Zingaro di Macondo
The black sheep member
E poi le mogli, le madri e le sorelle che sostituirono nella produzione e nella vita di tutti i giorni i mariti, i figli e i fratelli. Partiti e mai più tornati.
Il binomio di retorica vecchio stampo e armamenti moderni, ha dato luogo all’avvenimento più assurdo di tutto il XX secolo.
Potenti del mondo, monarchi e imperatori del nulla, che hanno giocato a Risiko con folle di giovani, spesso minorenni, mandati al massacro per conquistare lembi di terra di nessuna rilevanza.
Le Dolomiti sono state il principale teatro di questo macabro circo. Le condizioni mutavano talmente rapidamente, in seguito alle carneficine chiamate battaglie, che oggi risulta difficile tirare le fila in modo storicamente ordinato. Chi stava dove e quando è roba da super esperti.
Alle donne veniva detto che i loro figli erano caduti per la patria. O per l’onore, è uguale. La tirannia delle parole è la peggiore, la più pericolosa in assoluto.

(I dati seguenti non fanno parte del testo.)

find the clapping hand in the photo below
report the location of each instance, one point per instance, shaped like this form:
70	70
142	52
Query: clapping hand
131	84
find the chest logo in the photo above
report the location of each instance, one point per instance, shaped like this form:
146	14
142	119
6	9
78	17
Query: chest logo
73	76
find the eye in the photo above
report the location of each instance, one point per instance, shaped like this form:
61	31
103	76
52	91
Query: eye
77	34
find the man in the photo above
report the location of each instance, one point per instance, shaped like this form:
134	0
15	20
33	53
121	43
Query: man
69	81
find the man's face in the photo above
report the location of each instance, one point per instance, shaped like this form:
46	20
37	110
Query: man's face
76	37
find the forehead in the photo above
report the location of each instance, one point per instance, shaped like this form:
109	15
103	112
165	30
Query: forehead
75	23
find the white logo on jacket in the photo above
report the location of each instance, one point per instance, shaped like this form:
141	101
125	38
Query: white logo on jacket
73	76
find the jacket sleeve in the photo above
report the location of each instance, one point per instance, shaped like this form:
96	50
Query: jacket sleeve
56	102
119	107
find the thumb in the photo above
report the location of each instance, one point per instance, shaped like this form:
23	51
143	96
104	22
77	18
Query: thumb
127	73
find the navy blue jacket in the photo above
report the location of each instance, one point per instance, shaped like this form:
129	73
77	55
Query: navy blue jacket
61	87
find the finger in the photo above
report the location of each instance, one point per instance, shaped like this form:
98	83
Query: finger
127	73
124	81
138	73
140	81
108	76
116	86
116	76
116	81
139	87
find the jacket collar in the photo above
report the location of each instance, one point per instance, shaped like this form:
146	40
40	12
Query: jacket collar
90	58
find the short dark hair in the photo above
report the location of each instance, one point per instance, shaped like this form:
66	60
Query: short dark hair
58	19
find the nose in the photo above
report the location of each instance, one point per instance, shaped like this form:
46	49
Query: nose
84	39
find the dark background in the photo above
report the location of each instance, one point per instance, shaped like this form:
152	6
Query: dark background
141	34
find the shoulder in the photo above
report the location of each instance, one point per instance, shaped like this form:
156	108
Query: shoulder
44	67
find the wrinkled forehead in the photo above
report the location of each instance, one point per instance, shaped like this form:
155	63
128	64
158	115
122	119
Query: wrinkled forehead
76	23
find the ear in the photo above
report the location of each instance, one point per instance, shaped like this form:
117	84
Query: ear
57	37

Non a caso tanti giovani sceglievano di loro spontanea volontà di andare in guerra, carichi di quella retorica nazionalista che rintronava le loro menti e rimbambiti ben più di quanto lo siano oggi i giovani dalla tv.
“Evviva l’Italia!”, gridava il ragazzino che usciva dalla trincea e si faceva mitragliare dall’austriaco nelle sue stesse condizioni.

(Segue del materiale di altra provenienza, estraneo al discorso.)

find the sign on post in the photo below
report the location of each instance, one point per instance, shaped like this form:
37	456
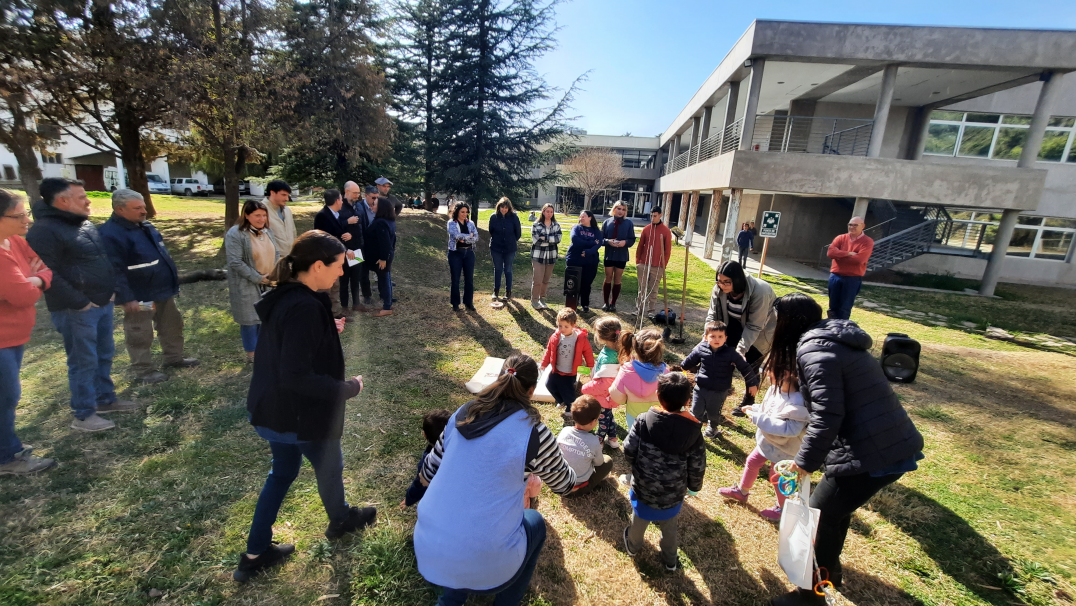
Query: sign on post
770	220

Oggi questa retorica è stata spostata dentro gli stadi. Dico per fortuna e lo dico provocatoriamente, ma non troppo. Perché può darsi che in noi sia innato il bisogno della bandiera, allora meglio che ci chiudiamo tutti quanti in un recinto a gridare forza Milan.
Se vi capita di passare dalle zone di Cortina d’Ampezzo, c’è un bellissimo rifugio alpino, il Lagazuoi. Posto a 3.000 metri è uno dei rifugi più in alto d’Italia. Per i più pigri è raggiungibile in funivia, ma consiglio di farlo a piedi passando attraverso quelle gallerie costruite dagli uomini, ma che sembrano fatte da grossi topi di montagna.

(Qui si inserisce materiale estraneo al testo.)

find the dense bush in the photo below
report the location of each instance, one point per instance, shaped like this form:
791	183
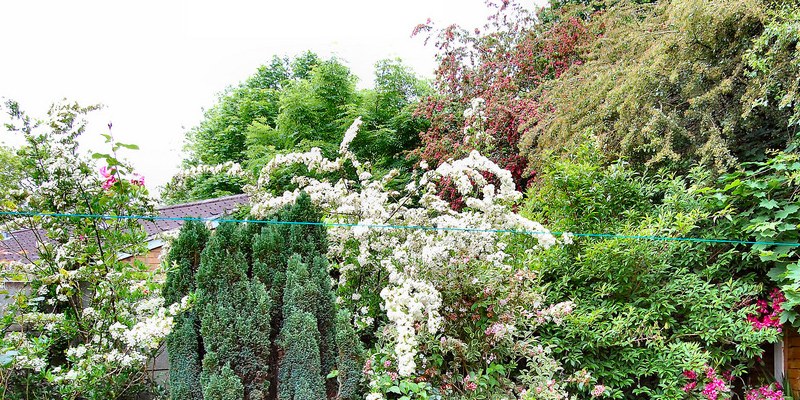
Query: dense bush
647	310
674	83
264	324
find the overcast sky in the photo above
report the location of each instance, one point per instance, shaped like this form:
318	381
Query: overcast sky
156	64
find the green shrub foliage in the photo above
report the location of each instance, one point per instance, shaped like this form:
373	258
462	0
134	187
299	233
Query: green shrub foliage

Da lassù ho tentato di capire un po’ la geografia storica degli avvenimenti, cercando di scioglierne i complicati intrecci con le cime di fronte e un libro sotto il naso. Ma il lavoro è titanico, persino noioso. A sinistra tutto in mano agli austriaci nel dicembre del ‘16, qui nel mezzo gli italiani, la sotto gli austriaci, più in là di nuovi gli italiani. Salvo poi cambiare tutto nel giro di 20 giorni.
Sotto alla cima del Lagazuoi, dopo uno strapiombo di un migliaio di metri, si apre una specie di conca naturale, infrattata sotto la cima e dunque invisibile da quella posizione. Gli austriaci sapevano che lì sotto, in quella specie di grotta, c’erano gli italiani. Lo sapevano perché di tanto in tanto uscivano per colpire coi mortai, salvo poi rientrare rapidamente a nascondersi. Una specie di toccata e fuga che mandava in bestia gli austriaci.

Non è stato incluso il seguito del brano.